Healthy people 2020 identifies the key elements of evidence based public health which include but not limited to: involving the community in assessing their needs before making decisions, systematical use of information, using the based evidenced based practices available while making decisions, utilizing program planning frameworks based on the behavior of the population and then evaluating and dissemination of whatever is learned (Kumanyika, 2013).

Proper surveillance of the public health is an integral tool in comprehending both potential and actual health concerns facing people. It involves coordinated collection, analysis and interpretation of both quantitative and qualitative data on health, making it easy to draw conclusions. After the needs have been identified appropriately, scientific literature is then used to come up with policies and programs aimed at addressing the needs. Practitioners need to be keen in order to use only the best available evidence.  According to Brownson (2009), commonly used program planning frameworks include the PRECEDE-PROCEDE and are deeply rooted in the behavior of the population.

Evaluation is a continuous process which starts when community assessment has been initiated. The process attempts to respond to all questions about the needs of the program. The evaluation is divided into four including formative, process, impact and outcome and is conducted at various stages of incorporating research in public health practice. The final element of this process is often ignored by practitioners.
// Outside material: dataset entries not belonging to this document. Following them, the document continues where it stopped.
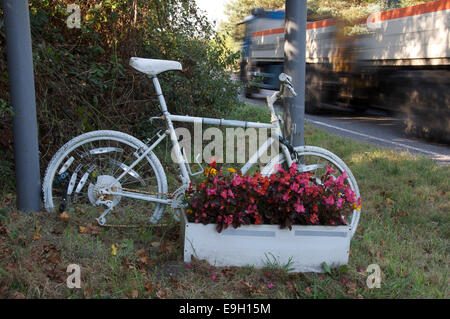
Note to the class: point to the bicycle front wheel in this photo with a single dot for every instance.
(86, 163)
(315, 160)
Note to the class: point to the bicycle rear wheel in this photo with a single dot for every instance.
(80, 168)
(316, 159)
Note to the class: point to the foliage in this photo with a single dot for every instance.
(285, 198)
(83, 81)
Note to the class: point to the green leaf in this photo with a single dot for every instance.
(326, 268)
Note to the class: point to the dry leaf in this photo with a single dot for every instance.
(93, 229)
(149, 287)
(165, 247)
(294, 289)
(64, 217)
(88, 292)
(36, 235)
(161, 293)
(351, 288)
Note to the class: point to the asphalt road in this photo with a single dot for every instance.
(373, 126)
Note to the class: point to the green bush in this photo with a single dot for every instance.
(83, 81)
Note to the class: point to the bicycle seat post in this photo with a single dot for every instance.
(162, 100)
(171, 130)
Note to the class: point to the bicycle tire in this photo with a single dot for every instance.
(81, 152)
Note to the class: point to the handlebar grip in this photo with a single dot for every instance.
(291, 89)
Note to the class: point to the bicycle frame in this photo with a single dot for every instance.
(169, 118)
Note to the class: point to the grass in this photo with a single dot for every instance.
(404, 228)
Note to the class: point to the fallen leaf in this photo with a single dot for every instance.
(402, 213)
(141, 252)
(149, 287)
(18, 295)
(3, 289)
(351, 288)
(294, 288)
(308, 291)
(64, 217)
(93, 229)
(57, 231)
(161, 294)
(166, 247)
(36, 235)
(145, 260)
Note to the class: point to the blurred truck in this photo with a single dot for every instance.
(400, 62)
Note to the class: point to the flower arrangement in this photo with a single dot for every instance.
(285, 198)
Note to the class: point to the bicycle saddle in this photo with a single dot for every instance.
(153, 67)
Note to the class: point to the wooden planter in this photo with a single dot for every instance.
(304, 248)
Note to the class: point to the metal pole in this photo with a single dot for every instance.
(294, 65)
(21, 79)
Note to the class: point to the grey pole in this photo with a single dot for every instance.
(294, 65)
(21, 79)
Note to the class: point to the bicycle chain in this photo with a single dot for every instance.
(169, 195)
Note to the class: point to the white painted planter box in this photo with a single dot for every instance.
(305, 247)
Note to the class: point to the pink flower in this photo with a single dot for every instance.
(299, 208)
(279, 168)
(293, 169)
(329, 200)
(237, 180)
(340, 202)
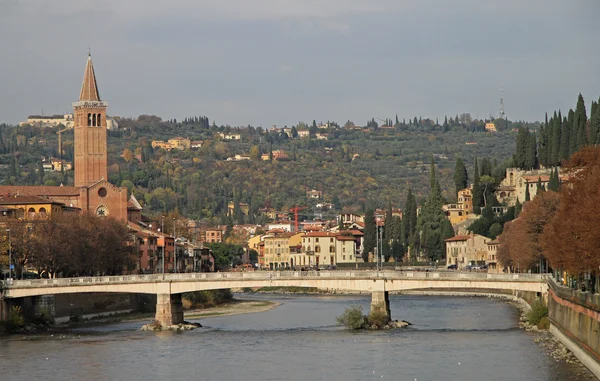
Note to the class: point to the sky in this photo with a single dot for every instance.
(277, 62)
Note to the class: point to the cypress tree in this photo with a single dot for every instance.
(477, 196)
(518, 208)
(565, 132)
(531, 158)
(553, 182)
(410, 216)
(595, 125)
(556, 125)
(370, 236)
(432, 180)
(573, 133)
(581, 121)
(543, 143)
(461, 177)
(522, 144)
(540, 186)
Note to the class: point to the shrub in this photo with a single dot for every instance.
(544, 323)
(538, 311)
(209, 298)
(352, 318)
(378, 318)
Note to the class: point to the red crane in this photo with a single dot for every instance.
(295, 210)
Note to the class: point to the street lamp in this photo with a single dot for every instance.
(9, 256)
(174, 246)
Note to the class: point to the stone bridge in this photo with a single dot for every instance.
(169, 287)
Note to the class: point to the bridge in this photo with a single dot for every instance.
(169, 287)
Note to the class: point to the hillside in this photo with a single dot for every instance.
(353, 168)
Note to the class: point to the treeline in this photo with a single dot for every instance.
(560, 228)
(73, 245)
(560, 136)
(424, 234)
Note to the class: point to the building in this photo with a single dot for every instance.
(178, 143)
(56, 165)
(29, 207)
(279, 155)
(517, 181)
(463, 250)
(230, 136)
(91, 193)
(49, 120)
(277, 250)
(463, 209)
(490, 127)
(492, 259)
(314, 194)
(214, 236)
(285, 225)
(303, 134)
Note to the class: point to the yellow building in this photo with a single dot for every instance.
(277, 250)
(463, 209)
(180, 143)
(31, 207)
(175, 143)
(490, 127)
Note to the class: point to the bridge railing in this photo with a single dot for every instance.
(275, 275)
Sharing of results with relevant stakeholders and members of the community is essential since they are the ones who are affected by the conditions in their environment.




Brownson, R. C., Chriqui, J. F., & Stamatakis, K. A. (2009). Understanding evidence-based public health policy. American journal of public health99(9), 1576-1583.

Kumanyika, S. (2013). A perspective on the development of the Healthy People 2020 framework for improving US population health. Public Health Reviews35(1).